OMG this is becoming such a good thought stimulating thread. I like the way you guys are thinking outside of the given question in order to test if you have really grasped the concept and mastered the approach.

Kevinw, it was not devided by seven. a^b means a to the power of b. In other words, for the original question people has multiplied C(7,4) by the probabilities of rain for four days and no rain for three days: (1/2)^4*(1/2)^3.

How would you solve it if the percentage of rain likely on any days is 30% as against the given 50%( or 1/2).
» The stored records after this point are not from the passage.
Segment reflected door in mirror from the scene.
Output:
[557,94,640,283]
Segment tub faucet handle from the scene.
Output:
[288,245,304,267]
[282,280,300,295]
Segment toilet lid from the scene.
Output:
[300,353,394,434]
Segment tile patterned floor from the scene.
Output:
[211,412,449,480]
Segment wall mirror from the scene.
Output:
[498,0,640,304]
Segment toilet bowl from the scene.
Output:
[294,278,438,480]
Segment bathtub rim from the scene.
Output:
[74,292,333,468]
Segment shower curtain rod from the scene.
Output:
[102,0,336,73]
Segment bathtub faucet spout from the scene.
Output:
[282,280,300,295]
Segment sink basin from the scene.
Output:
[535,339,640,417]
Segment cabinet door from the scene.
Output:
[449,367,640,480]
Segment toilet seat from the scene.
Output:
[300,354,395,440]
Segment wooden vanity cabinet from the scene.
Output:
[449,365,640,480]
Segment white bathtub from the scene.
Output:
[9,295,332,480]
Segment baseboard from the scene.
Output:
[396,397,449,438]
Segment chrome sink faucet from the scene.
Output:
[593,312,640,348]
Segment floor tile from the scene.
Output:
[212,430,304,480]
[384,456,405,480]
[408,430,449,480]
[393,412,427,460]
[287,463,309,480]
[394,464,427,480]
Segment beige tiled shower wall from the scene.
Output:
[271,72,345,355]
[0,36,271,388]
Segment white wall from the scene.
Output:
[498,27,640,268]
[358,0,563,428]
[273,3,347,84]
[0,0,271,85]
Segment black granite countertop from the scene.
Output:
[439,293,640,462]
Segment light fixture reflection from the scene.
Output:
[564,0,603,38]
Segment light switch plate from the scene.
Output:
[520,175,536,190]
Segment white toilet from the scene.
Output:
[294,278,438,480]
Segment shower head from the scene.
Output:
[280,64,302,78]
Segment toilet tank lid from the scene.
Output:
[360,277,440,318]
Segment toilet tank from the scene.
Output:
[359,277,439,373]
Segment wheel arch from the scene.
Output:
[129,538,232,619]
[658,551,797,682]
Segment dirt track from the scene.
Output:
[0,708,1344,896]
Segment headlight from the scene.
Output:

Assuming your addition is a contineuation of the original question. =7C4 * (3/10)^7 =(35x2187)/10^7

Using the following:

nPk = nCk * p^k * (1-p) ^ (n-k)
where nPk denotes the probability of an event having a given outcome exactly k times in n tests, p is the probability of the event having this outcome in each single test, and nCk comes from Combinations Theory.

it should be 7C4 * (3/10)^4 * (7/10)^3 iSN'T IT??????

CAN SOMEBODY TELL ME WHETHER I AM RIGHT OR WRONG?????

MA wrote: Yes, You guys are right. To add a twist to the problem: a) What is the probablility that it would rain on 4 consequitive days out of the 7 consequtive days?

=7P4(1/2^7)

MA, Hint: we are looking for 4 consequitive days -> There are only 4 sets of consequitve days Days {1,2,3,4} , {2,3,4,5}, {3,4,5,6}, {4,5,6,7}

Also, we don't care if it rains on the other 3 days or not.

Quote:

MA wrote: b) What is the probablility that it would rain on only 3 alternate days out of the 7 consequtive days?

=3*(1/2)^7 ??????????

MA, Hint: 3 Alternate days are Days {1,3,5} or { 2,4,6} or {3,5,7} Here, we don't want rain on other days.

Quote:

MA wrote:

c) If it rains on the day before, the probability of it raining the next day becomes 1/4. What is the probability that it rains on 4 days out of 7 consecutive days in Rwanda?

Hint: We cannot use Binomial eqn here as the probabilities are dependant.
This one is definitely complicated - we may need to consider different cases such as consequitve days or alternate days and come up an answer.
I am sure somebody will solve this one.

a) What is the probablility that it would rain on 4 consequitive days out of the 7 consequtive days?

4C1/(2)^7= 4/128 = 1/32

b) What is the probablility that it would rain on only 3 alternate days out of the 7 consequtive days?

3/128

c) If it rains on the day before, the probability of it raining the next day becomes 1/4. What is the probability that it rains on 4 days out of 7 consecutive days in Rwanda?

there are 4 days of rain: 1 - it rains alternate days. 2 - it rains 2 consecutive days and 2 other days non consecutive 3 - it rains 3 days consec and 1 day non consec and 4 - it rains consec. Sum each of these probs to get the total prob. Not sure if this is the right approach, but thats my shot.